A review of regression and classification techniques for analysis of common and rare variants and gene-environmental factors

Statistical techniques incorporated with machine-learning algorithms in unison with gene-environment interaction are giving unparalleled understanding of complex diseases. Accurate analysis and intricate capturing of common, rare, and low MAF (Minor Allele Frequency) variants alongside gene-environmental interaction is pivotal whilst concluding reliable and accurate classification of complex diseases. Various complex diseases including genres of diabetes Type 1 and Type 2 alongside the vastly under-researched Lada (Latent Autoimmune Diabetes in Adults) diabetes require further investigation alongside significant machine learning research to gain a deeper understanding of the disease complexities. Despite existing efforts, an ideal combination of statistical techniques with optimal machine-learning algorithms that can accurately capture and model the gene-environment interaction is lacking. Intentionally exploring future and simultaneously exploiting modern-day computational methods in genomic analysis, this paper profoundly investigates both the future and present interaction of statistical analysis techniques and machine-learning algorithms and Ensembles with gene-environmental factors.

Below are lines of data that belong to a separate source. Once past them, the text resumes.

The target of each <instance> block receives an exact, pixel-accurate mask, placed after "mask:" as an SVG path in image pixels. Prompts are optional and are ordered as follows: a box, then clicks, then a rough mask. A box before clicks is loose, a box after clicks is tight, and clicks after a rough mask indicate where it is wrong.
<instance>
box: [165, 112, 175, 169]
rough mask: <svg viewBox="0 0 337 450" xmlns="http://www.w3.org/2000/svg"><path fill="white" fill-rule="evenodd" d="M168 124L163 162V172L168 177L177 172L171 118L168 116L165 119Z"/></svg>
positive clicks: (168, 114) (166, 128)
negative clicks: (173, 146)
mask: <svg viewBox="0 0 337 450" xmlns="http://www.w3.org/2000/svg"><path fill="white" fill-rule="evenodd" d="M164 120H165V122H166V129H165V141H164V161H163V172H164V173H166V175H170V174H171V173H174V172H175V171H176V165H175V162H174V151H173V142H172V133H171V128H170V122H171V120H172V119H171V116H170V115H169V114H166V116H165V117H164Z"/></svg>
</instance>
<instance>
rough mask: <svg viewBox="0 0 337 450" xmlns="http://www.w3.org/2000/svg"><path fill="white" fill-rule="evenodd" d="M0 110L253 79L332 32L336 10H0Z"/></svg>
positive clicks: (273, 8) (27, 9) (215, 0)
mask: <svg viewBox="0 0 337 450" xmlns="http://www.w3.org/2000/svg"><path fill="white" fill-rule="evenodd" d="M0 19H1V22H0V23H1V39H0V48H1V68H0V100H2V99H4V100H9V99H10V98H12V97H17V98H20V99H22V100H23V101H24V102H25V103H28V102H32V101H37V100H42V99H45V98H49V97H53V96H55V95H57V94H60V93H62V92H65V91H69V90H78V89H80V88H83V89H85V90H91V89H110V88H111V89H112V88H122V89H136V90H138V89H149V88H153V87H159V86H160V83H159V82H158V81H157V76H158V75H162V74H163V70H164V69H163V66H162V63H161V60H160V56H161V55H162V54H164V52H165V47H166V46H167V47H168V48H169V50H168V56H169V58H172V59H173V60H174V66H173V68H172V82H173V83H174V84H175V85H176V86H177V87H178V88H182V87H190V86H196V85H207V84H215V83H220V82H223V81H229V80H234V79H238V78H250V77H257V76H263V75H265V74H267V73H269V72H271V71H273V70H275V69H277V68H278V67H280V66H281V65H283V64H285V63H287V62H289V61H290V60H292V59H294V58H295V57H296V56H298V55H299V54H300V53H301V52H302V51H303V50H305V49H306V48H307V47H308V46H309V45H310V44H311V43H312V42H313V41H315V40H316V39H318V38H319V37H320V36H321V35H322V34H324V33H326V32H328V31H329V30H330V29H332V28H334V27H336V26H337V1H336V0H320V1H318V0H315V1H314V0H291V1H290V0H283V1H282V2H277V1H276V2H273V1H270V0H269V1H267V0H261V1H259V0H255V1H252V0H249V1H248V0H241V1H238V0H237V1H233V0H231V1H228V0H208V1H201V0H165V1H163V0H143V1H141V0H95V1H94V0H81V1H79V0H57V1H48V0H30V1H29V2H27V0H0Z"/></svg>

In this context, this paper firstly presents a conceptual understanding of genomic conventions; secondly, conducts potential future machine learning algorithms alongside an extensive analysis of a range of classification, regression and Ensemble techniques along with exhibiting their imperative relationship and roles in investigating and classifying common, rare variants and a wide array of gene-environmental factors; and thirdly, utilisation of statistical techniques in Genome Wide Association Studies is scrutinised whilst analysing common, rare and MAF variants. As an important contribution, this paper identifies efficient machine-learning algorithms alongside Ensemble models and future potential analysis techniques and exhibits their inherent characteristics that can enhance the reliability and accuracy of the gene-environment classification analysis.